Exploring logarithmic quantization for efficient neural network inference
This project will be performed in collaboration with Assistant Professor Georgios Keramidas from the Aristotle University of Thessaloniki
Objective
Edge AI is a new paradigm in Machine Learning (ML) that compresses Deep Learning (DL) models for inference and training on the billions of edge devices that constitute the Internet of Things (IoT). However, Edge AI is challenging due to resource constraints of the hardware devices: typical microprocessors (MCUs) in the IoT have less than 2MB of Flash memory and 320KB of SRAM, with a processor frequency of no more than 100MHz. For this reason, existing DL architectures must be compressed and optimized for inference at the edge.
How
You will investigate logarithmic quantization [1] as a method to reduce the computational cost of neural network inference on resource-constrained devices.
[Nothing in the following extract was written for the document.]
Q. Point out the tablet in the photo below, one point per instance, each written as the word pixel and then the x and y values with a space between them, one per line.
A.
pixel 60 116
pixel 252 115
Unlike uniform quantization, logarithmic quantization maps weights to powers of two, allowing multiplications to be replaced by bit-shift operations, which are significantly faster and more energy-efficient on embedded hardware. You will implement a log quantizer for multiple neural networks and evaluate their performance improvements in terms of latency, memory usage, energy consumption and accuracy trade-offs for multiple datasets compared to standard int8 quantization.
Outputs
A new open-source compression framework of neural networks. Validation of the framework for different datasets, with an emphasis on accuracy, memory and processing requirements as well as power consumption. If the validation yields state of the art results and if time permits, the publication and presentation of the results in an international conference.
Prerequisites
- Solid understanding of Machine Learning and Deep Learning fundamentals
- High-level coding skills in Python
- Nice to have or willing to learn: Coding skills in C
- Nice to have or willing to learn: Understanding the architecture of modern MCUs
- Willingness to contribute to the state-of-the-art neural network models
- [1] Przewlocka-Rus, Dominika, Syed Shakib Sarwar, H. Ekin Sumbul, Yuecheng Li, and Barbara De Salvo. "Power-of-two quantization for low bitwidth and hardware compliant neural networks." arXiv preprint arXiv:2203.05025 (2022).